Quỳnh, whose father is, ironically, a very high-ranking official of Annam, is offered the chance to return home for a better life (Quỳnh was fascinated by revolutionary songs, much to his father's anger, thus he joined the Viet Minh). Despite a very promising and lucrative deal, Quỳnh pledged his loyalty to the Viet Minh. At the exact moment that he does so, which some of his relatives are present, he suffered a stroke from his wounds and dies. He was given a very large funeral.
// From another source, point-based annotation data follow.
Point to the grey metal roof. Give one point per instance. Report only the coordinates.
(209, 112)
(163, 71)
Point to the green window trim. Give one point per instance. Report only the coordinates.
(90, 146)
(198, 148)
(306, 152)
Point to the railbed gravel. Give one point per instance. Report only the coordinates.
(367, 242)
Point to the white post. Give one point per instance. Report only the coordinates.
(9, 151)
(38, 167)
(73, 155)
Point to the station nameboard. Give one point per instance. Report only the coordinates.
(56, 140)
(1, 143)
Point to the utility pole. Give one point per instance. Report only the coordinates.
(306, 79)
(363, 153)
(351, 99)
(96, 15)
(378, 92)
Kim returns to the base. He betrayed the Viet Minh and now returns as a mole, using Mừng's naïve nature to cover up his actions of espionage. But at the end, Mừng learned of Kim's activities and fights him in the jungle, while Kim was deserting. However, Kim overpowers Mừng, knocks him out and brings him to the enemy.
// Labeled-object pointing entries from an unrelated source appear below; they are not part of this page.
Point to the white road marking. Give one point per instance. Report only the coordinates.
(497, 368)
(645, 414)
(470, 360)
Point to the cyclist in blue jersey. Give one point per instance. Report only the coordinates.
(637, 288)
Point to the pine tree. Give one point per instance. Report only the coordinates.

Mừng was able to re-enter Hòa Mỹ, but is captured immediately as he has been wanted for treason. In spite of solid evidence that he was indeed abducted by Kim, his cases are denied and he is jailed.

French forces gather outside of Hòa Mỹ and besiege the base. After relentless fighting, the entire army had to withdraw southwards, leaving only a few men behind to hold off the enemy. Viet Minh forces intend to detonate a large land mine that could wipe out a large amount of French infantry and vehicles as they enter a pre-planned area. The boy scouts are ordered to watch the fight from the position that Mừng provided to give the signal.
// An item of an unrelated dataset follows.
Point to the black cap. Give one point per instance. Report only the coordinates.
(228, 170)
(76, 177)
Mừng meets his mother in the base's makeshift hospital after she had volunteered to supply the army with rations and been shot by the French. She had searched for Mừng around the province, only to find out in the end that her son is rumored to be an enemy spy. About to succumb to bleeding and wounds, she confesses to Mừng everything that she had hidden from him: that they are actually from Quảng Trị, Mừng was actually born out of wedlock, and his biological father had died before he was born – the abusive, treacherous man that he calls father is just a bully to his mom. Just as she finished, she passes away, and the hospital is bombed.

A devastated Mừng is freed from his escort as the latter took cover when a bomb struck nearby. Suddenly knowing what to do, Mừng ignores his feelings and rushes to the watchtower. The entire crew sacrificed in a bombing. Hearing the noises from the radio above, Mừng climbs up the tree and gives the decisive signal that ignited the Vietnamese land mine, destroying large quantities of French troops. In the chaos, Mừng is suddenly sniped and critically wounded. As he was dying, he pleaded his commander to “stop suspecting” him, before finally collapsing.

In the end, the French had to abandon their positions in Hòa Mỹ. The Viet Minh also withdraw this base and head for Dương Hòa (now in Hương Thủy). Mừng is buried next to his mother on a mountain, which is named after them.

== Reception, adaption ==
In Vietnam, the book received mostly positive reviews and is regarded as one of the best military fictions of the country, comparable to The Sorrows of War. Despite this, there has not been any foreign translations of it.

It received the Vietnamese Children's Literature Prize from the Vietnamese Writers' Association in 1990, the book was adapted into a film in the same year.